Hopeful Dissidents Petition for an End to Forced Re-education through Labor
An informal group of Chinese dissidents has published an online petition calling for an end to the Chinese Communist Party’s Re-education Through Labor System.
Soon after the statement was put online in late July, more than 400 Chinese netizens signed in support. While the petition was swiftly removed from Chinese websites by the censors, Chinese media outside the mainland have recently publicized the case.
The Re-education Through Labor System system (called laojiao) has existed since 1957 and permits police, rather than judicial authorities, to sentence people for up to four years' incarceration for minor crimes. It was first used to punish “counter-revolutionaries,” “rightists,” and other arbitrarily designated enemies of the people.
The system permits officials to capriciously deprive any citizen of his personal freedom without the benefit of the legal system, and as such is often used as a tool for political persecution. Severe human rights violations result.
Beijing scholar Zhang Hui, Hunan Province resident Xiao Yong, and several others who launched the petition pointed out that the current forced labor reeducation system and its administrative laws are contrary to many other laws and international human rights conventions to which China is a signatory.
According to Xiao, the system is a stumbling block for China's progress on the path to the rule of law. “If China were a society ruled by law, why would people let something unconstitutional exist?”

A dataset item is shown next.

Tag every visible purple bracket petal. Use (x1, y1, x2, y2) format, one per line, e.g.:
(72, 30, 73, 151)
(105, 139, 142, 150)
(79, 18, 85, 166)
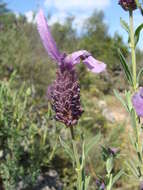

Over the last decade use of the forced labor system has in large part been devoted to detaining and persecuting practitioners of Falun Gong, a traditional Chinese spiritual discipline. Hundreds of thousands of Falun Gong practitioners were put into forced labor camps without the benefit of trial. Once in custody, they are often tortured, a fact that has led to the confirmed deaths of over 3,000 individuals and the mental or physical incapacitation of numerous others, according to Falun Gong websites and third parties. The state’s campaign against them continues.
Zhang believes that the more than 400 signatures supporting the proposal is a reflection of the public’s general opinion: “The general public’s position is unmistakably clear!”
There have been a number of similar attempts by Chinese scholars and activists in the past few years.
Beijing Institute of Technology professor Hu Xingdou wrote a letter to the regime's top leaders in 2003, advising that the forced labor system be abolished.
In January 2004, members of the Guangdong Province Political Consultative Conference initiated a bill to remove the reeducation system. Professor Le Zheng, director of the Shenzhen City Academy of Social Sciences, Chen Jia, Director of China News in Guangdong, and Pan Weiwen, editor-in-chief chief of the Yangcheng Evening News, sanctioned the bill.
In December 2007, renowned Chinese economist Mao Yushi and 42 other scholars and professionals from the legal community published an open letter to the State Council. They called on the authorities to abolish the forced labor reeducation system.
Yu Jianrong, director of the Rural Development Institute of the Chinese Academy of Social Sciences published a book in 2009 criticizing the system, based on 100 related appeals cases. Yu believed a forced labor system without the supervision of the judiciary is a blatant violation of the constitution.
In their latest effort, Zhang believes the people have spoken again, and he believes that the justice-minded among the citizenry will add support. Public support from a sufficiently large portion of the population would, Zhang says, be sufficient to have the system shut down.